Bored with front crawl, she flipped over and proceeded to swim on her back, her gaze fixed on the cloudless blue sky above her. Stretching her arms over her head, her thoughts re
verted to the reason she was here.
According to Gabe and Melvyn, Red St Clair had written for three of the major studios, Paramount, MGM and Columbia. ‘Of course, he’s never really needed to work,’ Melvyn had said, ‘not after inheriting a fortune from a printing company founded by his grandpappy.’
‘And don’t believe all the stories in the gossip columns about him never being seen unless it’s on the arm of some glamorous socialite,’ Gabe had added. ‘He’s really not that superficial.’
He sounded like trouble to Romily. Big trouble.

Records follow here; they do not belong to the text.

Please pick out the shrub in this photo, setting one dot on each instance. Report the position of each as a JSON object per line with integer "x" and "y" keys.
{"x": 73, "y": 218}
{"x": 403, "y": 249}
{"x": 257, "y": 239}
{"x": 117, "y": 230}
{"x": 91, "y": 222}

When finally she’d tired of swimming, she swam to the shallow end of the pool and stood in the sun squeezing the water from her hair. Going over to where she’d left her towelling robe, she wrapped it around her body. For a woman of her age she liked to think she was in reasonable shape. Her legs (one of which bore a pale six-inch-long scar) and arms were still toned, and her stomach was pleasingly flat. She was lucky that she had one of those metabolisms that magically kept any excess pounds at bay.
She was just thinking she should telephone home to see how everybody was, when Clara, the maid from last night, appeared with her breakfast. Placing the tray on the table in the dappled shade of the orange tree, the woman passed Romily an envelope. ‘This just arrived for you madam. It was hand delivered.’
Alone, Romily opened the envelope.
Dear Romily,
Unavoidably delayed! Will have to delay our meeting this morning until one o’clock. I’ll book us a table at La Bella Vista. You can’t miss it, it’s next door to the El Mirador on North Indian Avenue.
See you there!
Red St Clair.
Unimpressed by the appalling handwriting, and by the rude and presumptuous content of the brief message, Romily’s hackles rose skywards. This, she thought grimly, did not bode well. Mr St Clair was clearly far from reliable. And far from being a man of good manners. See you there, indeed!